Deviled eggs came into my life only a few years ago. They weren't exactly a Brooklyn staple. Maybe I had them twice when I was growing up. After moving to PA, they showed up at many family functions, and social gatherings. They even appear on tables when they don't go with the other foods. Over the summer I attended a party where grilled meats and vegetables were served. There were deviled eggs on the table. I prefer them as an hors d'oeuvre or with other finger foods. I never thought I would aspire to own an egg plate. Now that I do, I couldn't wait for a reason to make some deviled eggs. The weekly Sunday football buffet would do just fine. The secret to a delicate, light filling? Grating the yolks through a microplane and going easy on the mayo. I am not a purist so I like other things in my eggs. Truffle, shrimp with pepper relish, curry, and ham with horseradish make appearances.

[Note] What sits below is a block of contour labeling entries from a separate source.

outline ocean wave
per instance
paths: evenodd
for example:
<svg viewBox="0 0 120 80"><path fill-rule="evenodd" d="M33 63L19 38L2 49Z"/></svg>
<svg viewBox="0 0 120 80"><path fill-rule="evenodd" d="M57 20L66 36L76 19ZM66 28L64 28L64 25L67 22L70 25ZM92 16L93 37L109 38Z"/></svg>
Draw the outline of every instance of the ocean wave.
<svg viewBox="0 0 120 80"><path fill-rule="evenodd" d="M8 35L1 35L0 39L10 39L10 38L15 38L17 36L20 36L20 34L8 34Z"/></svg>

Grated yolks. This yellow snow IS safe to eat.

Ham snow. Can't wait for that conversation at the office... "What did you do last night?" "I grated ham finely with a microplane!"

The finished product with some ill cut ham for garnish. Had I thought about it beforehand, I would have cut all the ham in the shape of diamonds, like the one on the left, middle row.

I have perfected my hard boiled egg technique thanks to Sara Moulton. Place eggs in cold water with lots of salt. Slowly bring to a boil. The moment it begins to boil, turn off the heat. Cover. Let stand 7 minutes. Cool under running water, peel immediately. This yields tender whites, perfectly cooked yolks and not a spec of green sulfur ring around the yolk.


David McDuff said...

Thanks for sharing the Moulton tip, HC. I grew up with deviled eggs at most family functions. If you think they're big in PA, try venturing south of the Mason-Dixon line.

Do you use a larger gauge microplaner for the eggs and ham? I would think the one I use for zesting citrus would just get clogged up with something more rich in protein and fat.

HungryChic said...

Hi David! While it is tedious to use a regular microplane for ham, that is what I use! For the eggs too. It doesn't get too clogged because there isn't too much moisture. I'll be making deviled eggs (maybe the Bittman recipe with shrimp)for our gathering on New Year's Day.